Mark SumReduceScanOp's methods with 'inline' by vasslitvinov · Pull Request #12691 · chapel-lang/chapel · GitHub inlined scan/reduce methods but only for +
. As part of some other scan optimizations I was working on recently I found myself wondering how much of a performance difference this makes and at the very least I wanted to be consistent about inlining for all our operators.
Inlining +
in Mark SumReduceScanOp's methods with 'inline' by vasslitvinov · Pull Request #12691 · chapel-lang/chapel · GitHub resolved a small performance regression for reductions over tuples in NPB EP. For trivial types like numeric
it seems like we should obviously inline because the method calls are trivial. The backend will likely inline these anyways, but inlining in chapel gives us more visibility to optimize in our compiler.

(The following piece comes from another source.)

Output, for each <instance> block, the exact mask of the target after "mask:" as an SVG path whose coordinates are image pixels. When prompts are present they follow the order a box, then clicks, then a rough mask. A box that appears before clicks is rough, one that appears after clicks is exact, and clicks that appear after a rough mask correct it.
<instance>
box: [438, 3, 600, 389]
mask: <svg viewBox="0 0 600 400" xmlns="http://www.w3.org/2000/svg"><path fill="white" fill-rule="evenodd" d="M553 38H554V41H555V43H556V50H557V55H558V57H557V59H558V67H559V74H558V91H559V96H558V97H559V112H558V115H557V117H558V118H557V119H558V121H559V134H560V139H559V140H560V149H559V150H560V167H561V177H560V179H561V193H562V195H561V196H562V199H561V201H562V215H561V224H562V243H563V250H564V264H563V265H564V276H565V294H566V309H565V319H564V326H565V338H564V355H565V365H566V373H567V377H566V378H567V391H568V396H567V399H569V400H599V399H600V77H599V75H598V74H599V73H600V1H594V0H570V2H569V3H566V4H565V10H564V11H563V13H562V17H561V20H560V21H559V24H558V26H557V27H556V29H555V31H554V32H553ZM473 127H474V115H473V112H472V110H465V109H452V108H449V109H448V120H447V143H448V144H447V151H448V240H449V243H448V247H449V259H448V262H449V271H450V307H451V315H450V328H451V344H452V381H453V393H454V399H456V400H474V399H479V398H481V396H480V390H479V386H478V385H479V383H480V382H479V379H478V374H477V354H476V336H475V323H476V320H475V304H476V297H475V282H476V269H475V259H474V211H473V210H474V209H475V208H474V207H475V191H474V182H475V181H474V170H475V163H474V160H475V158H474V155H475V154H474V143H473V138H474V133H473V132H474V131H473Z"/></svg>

However, for complicated data types (say reduce/scan where the result type is an array) it could result in significant code bloat to inline. Tuples are somewhere in-between where the size of the tuple probably impacts whether inlining is a good idea.
I find myself wanting an "inline if small" directive or something but barring that I would probably stop inlining the methods for +
scan/reduce. I did not see any performance difference for the cross product of scan/reduce for large/small int arrays when done in serial or parallel, but we should take some time to explore this for the original tuple case though.